People & Pets Shoot Event
A January 2019 FUN fundraising event
You’re invited to participate in a People & Pets Photography Event hosted by Susan Eckert of Long Island Boudoir Photography: A portion of your proceeds will go to the Evelyn Alexander Wildlife Center - Long Island’s only wildlife hospital on the east end, receiving over 10,000 calls per year, providing assistance with wild animal encounters, and dedicated to the rehabilitation of wild animals impacted by encroachment of humans on their habitat.
It all started when…
Adrienne shared her story with me. Every day she posts images of a new animal she was helping.

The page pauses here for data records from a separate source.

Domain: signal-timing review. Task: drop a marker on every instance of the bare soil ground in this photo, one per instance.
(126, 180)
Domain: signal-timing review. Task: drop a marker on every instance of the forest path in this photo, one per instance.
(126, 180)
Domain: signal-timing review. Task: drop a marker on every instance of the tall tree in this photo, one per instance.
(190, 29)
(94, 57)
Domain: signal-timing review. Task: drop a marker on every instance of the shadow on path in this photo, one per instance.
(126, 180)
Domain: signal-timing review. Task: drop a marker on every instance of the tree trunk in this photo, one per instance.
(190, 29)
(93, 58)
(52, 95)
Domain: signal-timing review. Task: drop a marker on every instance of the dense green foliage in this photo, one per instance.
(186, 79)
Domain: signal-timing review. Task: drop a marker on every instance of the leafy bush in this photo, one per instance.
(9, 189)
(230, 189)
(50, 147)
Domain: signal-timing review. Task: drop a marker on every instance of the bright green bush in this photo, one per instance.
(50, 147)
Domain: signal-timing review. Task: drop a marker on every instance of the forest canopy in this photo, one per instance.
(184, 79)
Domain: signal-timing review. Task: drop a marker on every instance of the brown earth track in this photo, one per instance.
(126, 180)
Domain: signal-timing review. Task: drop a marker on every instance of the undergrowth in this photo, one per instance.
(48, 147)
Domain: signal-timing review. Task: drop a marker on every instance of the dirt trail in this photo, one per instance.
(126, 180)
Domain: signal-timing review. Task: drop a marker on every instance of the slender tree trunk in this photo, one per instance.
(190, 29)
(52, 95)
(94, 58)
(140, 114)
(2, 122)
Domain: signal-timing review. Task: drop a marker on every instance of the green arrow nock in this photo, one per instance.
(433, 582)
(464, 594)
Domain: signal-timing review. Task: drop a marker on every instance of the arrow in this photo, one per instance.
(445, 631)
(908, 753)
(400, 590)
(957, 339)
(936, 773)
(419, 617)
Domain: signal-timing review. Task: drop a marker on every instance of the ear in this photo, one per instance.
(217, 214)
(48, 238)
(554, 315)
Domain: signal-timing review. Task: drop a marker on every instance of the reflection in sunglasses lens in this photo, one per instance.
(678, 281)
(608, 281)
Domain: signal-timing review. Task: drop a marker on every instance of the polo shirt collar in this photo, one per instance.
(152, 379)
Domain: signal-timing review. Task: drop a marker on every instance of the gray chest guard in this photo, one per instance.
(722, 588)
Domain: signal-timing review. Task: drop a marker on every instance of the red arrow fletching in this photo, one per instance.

One day a blue heron. Another day a deer. Another, an owl. And still another day—some type of bird I’d never even heard of. But what struck me most above all was her passion for her work, for these animals.
I too am an animal lover. Sadly, I lost my dog earlier this year to a cancer we weren’t aware had torn through her body. She never let on that there was any discomfort. Almost 14 years old and still puppy-like it was only when she began losing weight that we realized something was wrong. Spot was more than a dog to me. She was my best friend. What I now regret the most is that I never took enough pictures of her. That I—a photographer—never formally shot her! All the pics I have of my beloved Spot are grainy or blurry iPhone shots. This is all that I will ever have now that she’s gone. And it’s a shame. :(
I do have a new puppy now - she reminds me so much of the furry friend I lost only months ago - but this time I vow to take time to capture her beauty, her details—the long white-tipped tail that’s always wagging, her expressive brown eyebrows, her super long skinny tongue that curls just so when she yawns. And because dogs don’t live nearly long enough, I want to remember her character forever, so that these memories, and the details can never fade.
About The Event
In January, I have chosen a couple of dates
*Thursday January 10th (10, 12, 2, 4)
*Saturday, January 19th (10, 12, 2, 4)
*(Newly added) Wednesday, January 23rd (11, 1, 3)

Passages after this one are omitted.